Brad Rock: Utah Utes football: Utes look old school in 9th straight setback to Arizona State
Tom Smart, Deseret News
All the President's Men. Rocky. The Outlaw Josey Wales. The beginning of the end of the Wolfman Jack's career.
Not to mention the down-and-out Utah Utes.
All of them harking back to 1976.
Speaking of wolf men, what happened to the running back by the same name? Even the reliable John White, a.k.a. the Wolfman, only got 18 yards on 14 carries in Utah's 37-7 loss to Arizona State.
That's what happens when ASU shows up — the Utes go into retro mode.
Saturday night at Sun Devil Stadium, the Utes lost again, making it nine straight. It has been 36 years since Utah beat ASU, and it might be that long before it happens again. It was that bad. Twenty-one zip in the first quarter, 31-7 in the second. ASU scoring on its first five possessions.
Little offense for the Utes, no defense at all until the game was decided. The best hit the Utes delivered was during the second-half kickoff when a referee got knocked out.
Although the Utes showed last year they could beat Pac-12 teams, they have to wonder: Who on the schedule will they beat this year? Washington State, maybe. Colorado? Meh. Oregon State? Unlikely.
Those four conference wins last year are starting to look like a dynasty. Maybe it can happen again. But for now the Utes' undies are showing. The offensive line didn't protect quarterback Jon Hays and nobody protected the ball. The secondary returned safety Brian Blechen, but that wasn't nearly enough. The lines got bullied. The Sun Devils scored on their first five possessions. It was like a broken '70s record after that.
Those fears the Utes had last year when they entered the conference have become even more real in 2012. They weren't nearly fast enough or smart enough.
Kind of like it was back in the day.
Although the Utes were respectable last year, winning four of their final five conference games, they never did answer the question of whether they were fully ready for the Pac-12. After all, they lost their first four and five of nine.
This year the assumption was that they would be better. Hays was more experienced than last year against ASU — his first start. But he never has carried the Utes by himself.
As for White, the Wolfman, he wasn't howling. He was barking at the moon.

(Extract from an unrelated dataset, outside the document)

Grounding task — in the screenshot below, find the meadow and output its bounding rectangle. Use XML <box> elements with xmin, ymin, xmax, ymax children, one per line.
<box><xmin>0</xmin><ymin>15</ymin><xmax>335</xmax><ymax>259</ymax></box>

For Ute coach Kyle Whittingham, the trip to ASU had to have been a little exotic. It's not every year his team plays in 100-degree temperatures, as was the case on Saturday. In some ways a game at Sun Devil Stadium is like playing in a satellite dish: big, bowl-shaped and insufferably hot. Maybe the night's most suspenseful moment came when the press box was evacuated after a cooker apparently caught fire, forcing evacuation.
Long ago and far away, these teams were brothers in business, playing in the same Western Athletic Conference. But it wasn't the scanty remnants of a conference the WAC is today. Rather, it was the wild and wooly WAC. The conference had flavor. It had derring-do. And with teams like former coach Frank Kush's nationally ranked Sun Devils, it all seemed a bit dangerous.
Don't the Utes know it. They have won just three of 16 games in Tempe, not counting the 2005 Fiesta Bowl against Pitt.
But the Sun Devils have won nine straight and 11 of 12 against the Utes, including last year when Hays made his first start. Both times the Sun Devils overwhelmed him. Last year Utah had a 14-10 lead in the third quarter, but three straight turnovers ended the suspense. This time it was over long before that.
The appearance of Hays as Utah's quarterback must have seemed strangely familiar to the Sun Devils. For them, it all was getting slightly weird. Saturday marked the fourth consecutive game in which they faced a backup quarterback. Northern Arizona's starter left in the first quarter, while Illinois' and Missouri's starting QBs were out when the Sun Devils played those teams.
It seems ASU has been booking the big acts but getting the warm-up bands.
On Saturday the Utes as a whole looked a lot like a warm-up act.